We started class by transforming our room into an art gallery with our imaginations and doing a gallery walk of the drawings they had done last week, and Karen and I had this great compare and contrast activity lined up. We were so invested. The second graders were not. At one point, Mrs. M. had to leave the room and the classroom assistant had seemingly vanished into thin air. Karen and I knew we were no match for competing to be heard above 28 second graders. They were riled up, free from the structure of sitting at desks, and they didn’t care about listening to us at all.
It was time to re-group. We lowered the lights. We sat in a circle. We took a deep breath. We attempted to talk to the class about why this madness doesn’t work for our time together. They problem isn’t that they don’t know how to behave. They have all the right answers: “We need to listen more.” “We need to follow directions.” “It’s bad because everybody is talking at the same time and not listening.” They can repeat the class expectations back to us verbatim, but they are too distracted to put them into practice.
Our chat about behavior wasn’t going as planned. It was time to switch gears again. We took a game break and played some Zip Zap Zop. And then, something miraculous happened. THEY FOCUSED. They were engaged and responding to each other in a productive way. Seeing that it was physically possible for them to focus gave me the boost of positive energy that I so desperately needed in that moment.
The advice of my good friend and mentor, Amie Kisling, popped into my brain. “Make them a person. You have to look beyond their negative behavior and see them as a person.” When students morph into blobs of irritation placed on this earth to push my buttons makes teaching 100% not fun. But with Amie’s advice and this challenging group, I’m learning how to QUICKLY get myself out of these kinds of mental hangups and move on to the next thing.

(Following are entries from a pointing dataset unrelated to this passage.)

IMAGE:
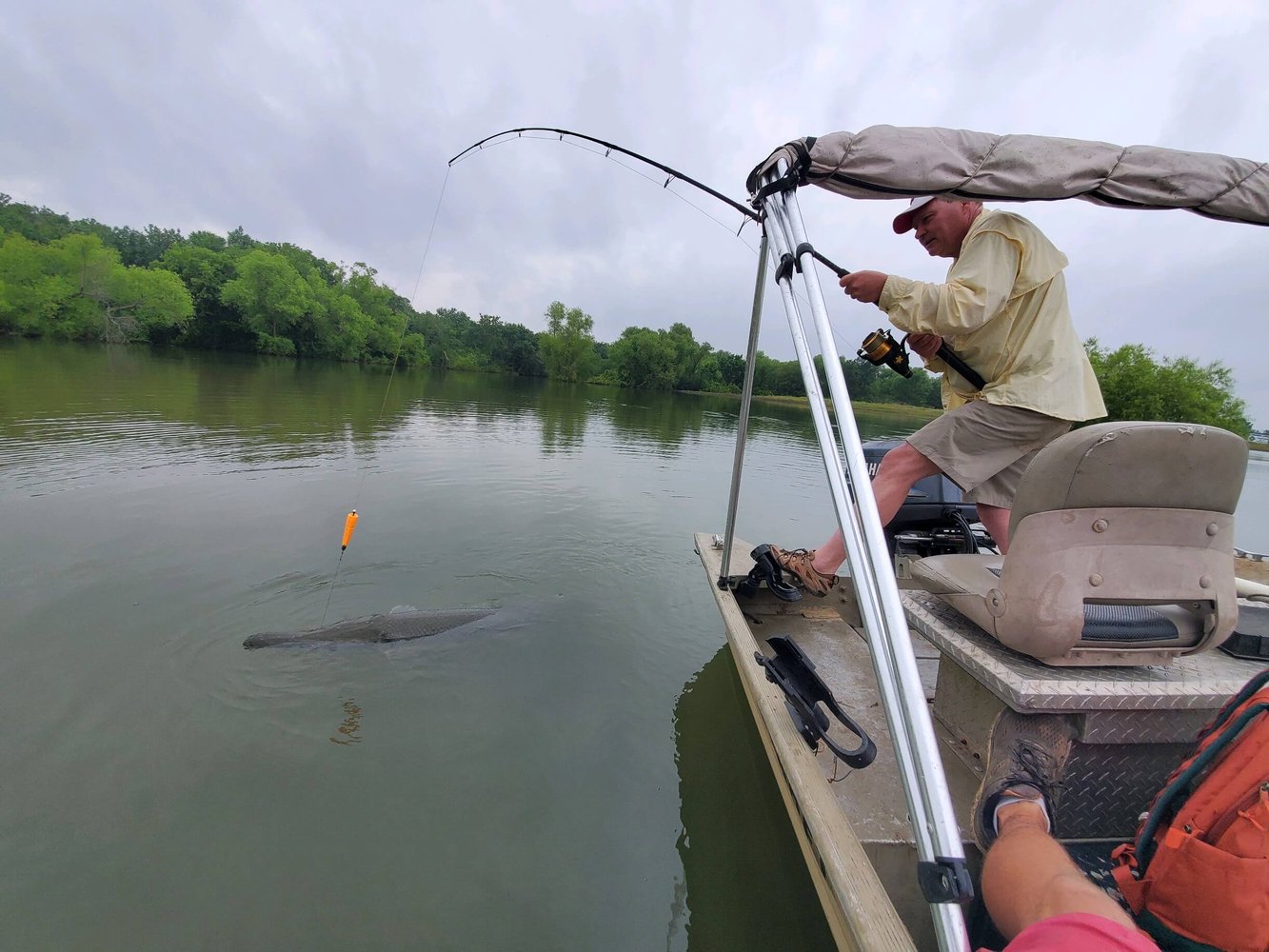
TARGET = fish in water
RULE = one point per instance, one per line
(376, 630)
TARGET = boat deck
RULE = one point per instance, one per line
(853, 825)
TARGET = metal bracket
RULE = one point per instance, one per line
(944, 882)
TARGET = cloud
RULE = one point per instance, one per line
(330, 126)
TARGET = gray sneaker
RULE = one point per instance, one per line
(1024, 760)
(797, 563)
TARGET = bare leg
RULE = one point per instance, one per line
(900, 468)
(1027, 876)
(997, 522)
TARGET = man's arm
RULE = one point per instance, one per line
(979, 285)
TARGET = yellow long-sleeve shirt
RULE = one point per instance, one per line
(1004, 311)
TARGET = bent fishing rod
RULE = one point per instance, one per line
(879, 348)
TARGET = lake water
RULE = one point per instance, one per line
(583, 775)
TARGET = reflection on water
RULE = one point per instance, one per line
(727, 842)
(585, 779)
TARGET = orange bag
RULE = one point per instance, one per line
(1197, 876)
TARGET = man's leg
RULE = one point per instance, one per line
(997, 521)
(899, 471)
(1027, 876)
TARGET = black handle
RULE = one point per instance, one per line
(949, 357)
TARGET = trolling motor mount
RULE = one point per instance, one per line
(766, 569)
(793, 673)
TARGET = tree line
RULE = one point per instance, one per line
(87, 281)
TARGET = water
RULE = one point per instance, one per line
(582, 776)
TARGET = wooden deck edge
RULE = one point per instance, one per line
(858, 909)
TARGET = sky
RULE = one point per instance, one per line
(331, 126)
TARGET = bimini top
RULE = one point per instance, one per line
(890, 162)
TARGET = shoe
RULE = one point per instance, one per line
(1024, 762)
(797, 563)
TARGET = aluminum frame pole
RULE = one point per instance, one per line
(936, 830)
(746, 400)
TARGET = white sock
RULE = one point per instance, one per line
(1010, 800)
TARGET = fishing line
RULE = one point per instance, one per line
(350, 520)
(567, 137)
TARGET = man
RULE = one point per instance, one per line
(1002, 308)
(1037, 897)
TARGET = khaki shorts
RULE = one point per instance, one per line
(985, 448)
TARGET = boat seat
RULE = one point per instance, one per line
(1120, 548)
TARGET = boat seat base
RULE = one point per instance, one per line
(1134, 725)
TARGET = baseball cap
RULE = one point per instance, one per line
(903, 221)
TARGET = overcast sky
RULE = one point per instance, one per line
(330, 125)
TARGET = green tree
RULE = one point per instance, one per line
(31, 292)
(270, 296)
(1139, 387)
(203, 267)
(644, 358)
(567, 343)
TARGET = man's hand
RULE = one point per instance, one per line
(925, 345)
(864, 286)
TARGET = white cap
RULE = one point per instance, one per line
(903, 221)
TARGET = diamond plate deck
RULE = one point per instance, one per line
(1202, 682)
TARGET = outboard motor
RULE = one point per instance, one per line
(934, 520)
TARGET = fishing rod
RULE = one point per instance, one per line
(879, 348)
(612, 148)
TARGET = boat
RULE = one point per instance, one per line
(876, 704)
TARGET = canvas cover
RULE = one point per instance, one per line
(890, 162)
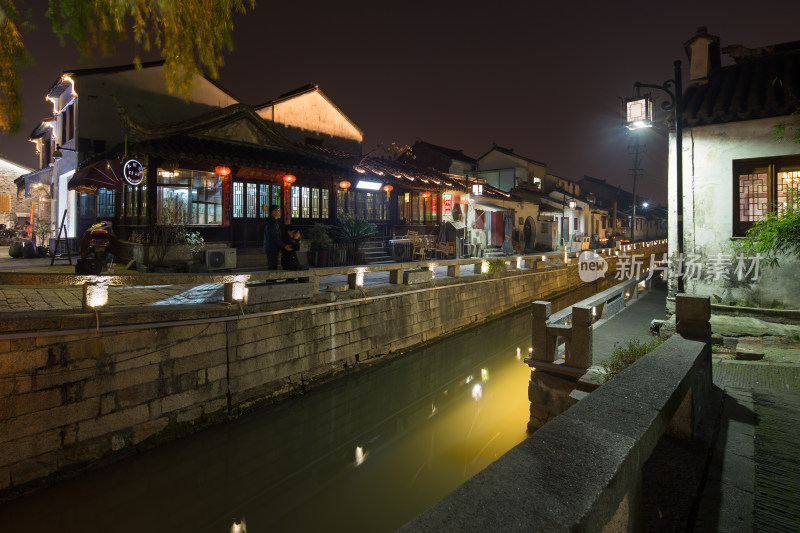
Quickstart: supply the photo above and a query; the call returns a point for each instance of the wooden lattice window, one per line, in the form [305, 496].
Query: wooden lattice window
[762, 186]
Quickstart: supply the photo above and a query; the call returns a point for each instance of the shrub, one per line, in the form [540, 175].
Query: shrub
[624, 356]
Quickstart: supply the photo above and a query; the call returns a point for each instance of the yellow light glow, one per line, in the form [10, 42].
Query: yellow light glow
[239, 291]
[360, 455]
[96, 295]
[54, 102]
[72, 82]
[477, 392]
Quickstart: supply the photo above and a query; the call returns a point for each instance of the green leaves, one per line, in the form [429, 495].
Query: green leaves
[191, 34]
[624, 356]
[354, 230]
[778, 234]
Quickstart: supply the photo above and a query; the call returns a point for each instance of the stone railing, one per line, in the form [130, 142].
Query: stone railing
[582, 471]
[249, 287]
[574, 325]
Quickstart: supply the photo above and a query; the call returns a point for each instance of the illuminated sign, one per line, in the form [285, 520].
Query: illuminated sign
[447, 204]
[133, 172]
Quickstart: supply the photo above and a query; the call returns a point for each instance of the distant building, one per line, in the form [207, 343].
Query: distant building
[307, 116]
[504, 169]
[734, 170]
[442, 159]
[16, 207]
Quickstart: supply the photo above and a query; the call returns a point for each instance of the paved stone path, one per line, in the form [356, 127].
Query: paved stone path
[754, 476]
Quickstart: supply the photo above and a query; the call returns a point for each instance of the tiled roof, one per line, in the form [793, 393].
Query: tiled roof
[457, 155]
[216, 151]
[510, 151]
[763, 83]
[420, 178]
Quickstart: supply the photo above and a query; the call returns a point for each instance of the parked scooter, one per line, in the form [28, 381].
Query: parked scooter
[99, 246]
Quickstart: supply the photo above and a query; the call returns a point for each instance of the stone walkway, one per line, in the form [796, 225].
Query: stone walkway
[754, 476]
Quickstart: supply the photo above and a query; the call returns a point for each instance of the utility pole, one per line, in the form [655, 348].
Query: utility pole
[636, 148]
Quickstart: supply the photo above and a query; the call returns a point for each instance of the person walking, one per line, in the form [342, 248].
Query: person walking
[273, 242]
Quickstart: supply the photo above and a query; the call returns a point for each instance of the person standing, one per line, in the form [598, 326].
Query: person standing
[273, 243]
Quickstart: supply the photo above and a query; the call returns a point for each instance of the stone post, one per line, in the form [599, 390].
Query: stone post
[580, 353]
[692, 315]
[540, 340]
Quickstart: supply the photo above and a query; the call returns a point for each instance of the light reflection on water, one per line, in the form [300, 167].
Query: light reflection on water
[365, 453]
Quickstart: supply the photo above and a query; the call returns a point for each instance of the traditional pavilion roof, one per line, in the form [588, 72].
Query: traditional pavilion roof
[763, 83]
[456, 155]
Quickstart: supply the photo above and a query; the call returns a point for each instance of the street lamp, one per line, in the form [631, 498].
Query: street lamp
[639, 114]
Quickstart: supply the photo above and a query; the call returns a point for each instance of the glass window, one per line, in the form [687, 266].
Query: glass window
[252, 200]
[763, 186]
[263, 199]
[306, 202]
[324, 203]
[315, 203]
[341, 202]
[295, 202]
[105, 203]
[193, 197]
[238, 199]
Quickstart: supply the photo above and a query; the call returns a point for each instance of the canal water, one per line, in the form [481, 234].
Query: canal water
[367, 452]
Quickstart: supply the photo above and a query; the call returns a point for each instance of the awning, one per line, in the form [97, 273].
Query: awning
[486, 206]
[546, 208]
[28, 182]
[105, 174]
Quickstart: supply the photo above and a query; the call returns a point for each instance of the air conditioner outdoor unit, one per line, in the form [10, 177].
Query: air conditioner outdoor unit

10:40 am. Morale is slightly higher than it was ten minutes ago. But we had exhausted our arsenal of classroom management techniques. So what does my brilliant co-teacher, Karen do next? She gives direction in a slow-motion, whale- like voice. Our students ate it up! As we continued to transition into the next activity speaking as whales, we were bolstered by their sense of play and clear appreciation for silliness. What a relief.
We had a productive discussion about preparing for our trip around the world to different continents. We made a list of things we need to bring with us and segued right into our craft project of the day: passports! First I showed them my real passport. That seemed to really grab their interest, and they were excited to make their own. These young people LOVE to create. We passed out the card stock passports, set up the stations of crayons, and the second I told them we were waiting to see who was ready to start, every single one of them IMMEDIATELY stopped talking and moving. You could hear a pin drop!
This residency is already testing every teaching artist tool in my possession. I also noticed that I hit a huge personal growth milestone today. Six months ago, two months ago, maybe even last week, after a class like today’s, my perfectionist brain would have immediately jumped to thoughts like “I’m a terrible teaching artist.” “They don’t want to listen to me.” and “I’m bad at classroom management.” But that didn’t happen today. I’m so grateful for everything I’m learning in this residency, especially on days like today, that I’m on a totally positive train of thought in my reflection and planning process, and it feels great!
Karen and I both tried so many different things today, and many of them were unsuccessful. But there’s no use in dwelling on it. And there isn’t time. You try something once. If it works, great. If it doesn’t, you try another idea, go a different direction. Beating yourself up over a moment of failure just gets in the way. There are always more ideas, but you have to be open to them.